Cat and Mouse
Driven by erratic bounces in month-to-month and year-to-year fuel margins, which have formed a discouraging and obvious long term downward trend line, and facing a similarly unpredictable dilemma on the expense side of the equation with uncapped, runaway credit card fees, retailers are once again focusing on controlling shrink at store level to show a profit. Not that this is a novel approach. Retailers have long understood that better than 75% of losses come from the very people they trust to provide superior customer service. For fear of losing their job and the only source of health and other benefits that come with it during this two year recession period, some store employees have re-thought the “rationalization” for stealing and moved it down their priority list behind eating and having a roof overhead. The “motivation” and “opportunity” still exist for those inclined. But as long as retailers accept cash for cigarettes, beer and merchandise, employees will be creating ways to take a little extra cash home.

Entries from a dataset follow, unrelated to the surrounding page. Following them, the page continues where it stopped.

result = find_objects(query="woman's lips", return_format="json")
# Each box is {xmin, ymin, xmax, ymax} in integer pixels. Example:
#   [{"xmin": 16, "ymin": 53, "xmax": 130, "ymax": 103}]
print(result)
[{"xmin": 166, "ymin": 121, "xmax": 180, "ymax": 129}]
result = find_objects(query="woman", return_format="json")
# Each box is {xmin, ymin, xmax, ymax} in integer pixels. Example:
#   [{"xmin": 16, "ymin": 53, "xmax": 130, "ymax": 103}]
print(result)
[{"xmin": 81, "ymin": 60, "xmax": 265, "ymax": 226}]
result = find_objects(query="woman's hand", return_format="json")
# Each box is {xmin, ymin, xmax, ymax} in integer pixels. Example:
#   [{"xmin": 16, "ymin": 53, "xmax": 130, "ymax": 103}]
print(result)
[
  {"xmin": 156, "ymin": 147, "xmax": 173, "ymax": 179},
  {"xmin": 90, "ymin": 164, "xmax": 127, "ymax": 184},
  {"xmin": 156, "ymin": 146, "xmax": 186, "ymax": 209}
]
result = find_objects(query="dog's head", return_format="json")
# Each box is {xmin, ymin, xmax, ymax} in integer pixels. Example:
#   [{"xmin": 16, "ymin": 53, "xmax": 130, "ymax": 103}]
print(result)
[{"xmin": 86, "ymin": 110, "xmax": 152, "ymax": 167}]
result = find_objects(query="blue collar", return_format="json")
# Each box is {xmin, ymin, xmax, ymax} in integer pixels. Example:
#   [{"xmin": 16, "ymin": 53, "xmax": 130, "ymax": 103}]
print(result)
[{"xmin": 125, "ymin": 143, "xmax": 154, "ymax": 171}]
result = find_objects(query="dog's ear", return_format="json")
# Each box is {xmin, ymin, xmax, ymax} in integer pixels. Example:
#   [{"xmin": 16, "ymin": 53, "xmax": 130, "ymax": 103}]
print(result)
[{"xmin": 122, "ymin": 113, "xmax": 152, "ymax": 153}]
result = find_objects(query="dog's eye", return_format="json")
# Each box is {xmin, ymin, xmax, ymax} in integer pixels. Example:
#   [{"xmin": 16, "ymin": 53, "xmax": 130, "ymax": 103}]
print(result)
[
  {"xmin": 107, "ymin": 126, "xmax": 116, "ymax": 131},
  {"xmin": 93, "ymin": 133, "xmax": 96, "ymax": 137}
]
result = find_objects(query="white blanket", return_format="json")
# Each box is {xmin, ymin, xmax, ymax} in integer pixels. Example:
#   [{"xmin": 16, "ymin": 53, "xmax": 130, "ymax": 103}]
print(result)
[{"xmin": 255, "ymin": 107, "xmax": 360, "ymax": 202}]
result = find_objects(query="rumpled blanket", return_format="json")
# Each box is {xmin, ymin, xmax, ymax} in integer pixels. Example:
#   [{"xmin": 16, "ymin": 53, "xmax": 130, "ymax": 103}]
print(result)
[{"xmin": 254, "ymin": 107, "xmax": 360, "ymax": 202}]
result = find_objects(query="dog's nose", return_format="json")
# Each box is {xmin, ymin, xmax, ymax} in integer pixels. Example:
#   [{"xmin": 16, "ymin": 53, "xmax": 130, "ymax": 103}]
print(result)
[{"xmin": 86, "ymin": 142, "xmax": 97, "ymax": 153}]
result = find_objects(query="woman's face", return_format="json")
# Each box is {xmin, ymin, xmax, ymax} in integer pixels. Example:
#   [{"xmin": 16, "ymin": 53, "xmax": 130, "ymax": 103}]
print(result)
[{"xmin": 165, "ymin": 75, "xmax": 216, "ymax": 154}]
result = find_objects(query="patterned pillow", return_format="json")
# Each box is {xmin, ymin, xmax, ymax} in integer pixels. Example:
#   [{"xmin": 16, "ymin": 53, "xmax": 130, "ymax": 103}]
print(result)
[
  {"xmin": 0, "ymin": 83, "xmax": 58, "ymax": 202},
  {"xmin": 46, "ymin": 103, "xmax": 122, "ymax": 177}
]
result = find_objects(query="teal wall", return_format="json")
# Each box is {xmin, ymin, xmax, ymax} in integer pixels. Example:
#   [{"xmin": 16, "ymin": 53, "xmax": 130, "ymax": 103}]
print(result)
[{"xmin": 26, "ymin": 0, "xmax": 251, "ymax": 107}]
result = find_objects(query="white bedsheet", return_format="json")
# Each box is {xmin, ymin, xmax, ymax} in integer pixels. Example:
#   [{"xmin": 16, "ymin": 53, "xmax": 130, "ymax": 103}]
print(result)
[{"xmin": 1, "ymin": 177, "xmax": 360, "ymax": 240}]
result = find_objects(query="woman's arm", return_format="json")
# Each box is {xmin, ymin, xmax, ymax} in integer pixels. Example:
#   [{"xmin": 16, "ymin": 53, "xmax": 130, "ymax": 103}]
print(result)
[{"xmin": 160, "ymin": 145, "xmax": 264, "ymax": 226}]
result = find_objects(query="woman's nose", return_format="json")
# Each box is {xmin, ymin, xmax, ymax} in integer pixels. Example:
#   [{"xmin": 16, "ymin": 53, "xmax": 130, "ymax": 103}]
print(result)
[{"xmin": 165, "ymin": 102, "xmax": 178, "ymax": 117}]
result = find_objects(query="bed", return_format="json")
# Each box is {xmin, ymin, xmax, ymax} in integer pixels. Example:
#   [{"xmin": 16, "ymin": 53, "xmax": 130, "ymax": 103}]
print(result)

Not your Mom and Pop’s Technology
Handling customer transactions today requires a level of sophistication that is not uncommon for the twenty-something crowd that staffs most retail/restaurant operations, even the lesser educated. Most point of sale systems that comply with PCATS standards and are PCI compliant are loaded with functionality that didn’t exist with the cigar box. Regardless of the system, any good loss prevention person worth their weight in audit skills will tell you that it is about finding the “who” behind the losses – putting a name to the dollars lost. Industry hardware and software solution providers developed this generation of store tools to help retailers find the “who.”

Business Intelligence and Predictive Analytics
Loss prevention is now loss predicting. Technology and the tools available for convenience/petroleum retailers have changed the game. Industry solution providers have developed robust software packages, integrated pos models, and reporting that can pinpoint with fair certainty after only a couple of shifts if an employee is getting the money to the register. Analyzing employee register behavior today is like monitoring theft tracks on steroids. Guessing is eliminated from the equation and the documentation is ready-made. Today’s LP is predicting employee behavior. Predictive analytics is expanding to allow industry LP professionals to communicate with field operations more effectively, handle triple the number of stores, and deliver lower losses. When the recession finally ends and store employees return to normal levels of rationalizing theft, the retailers who have invested in current loss prevention technology will surely get more money to the bank.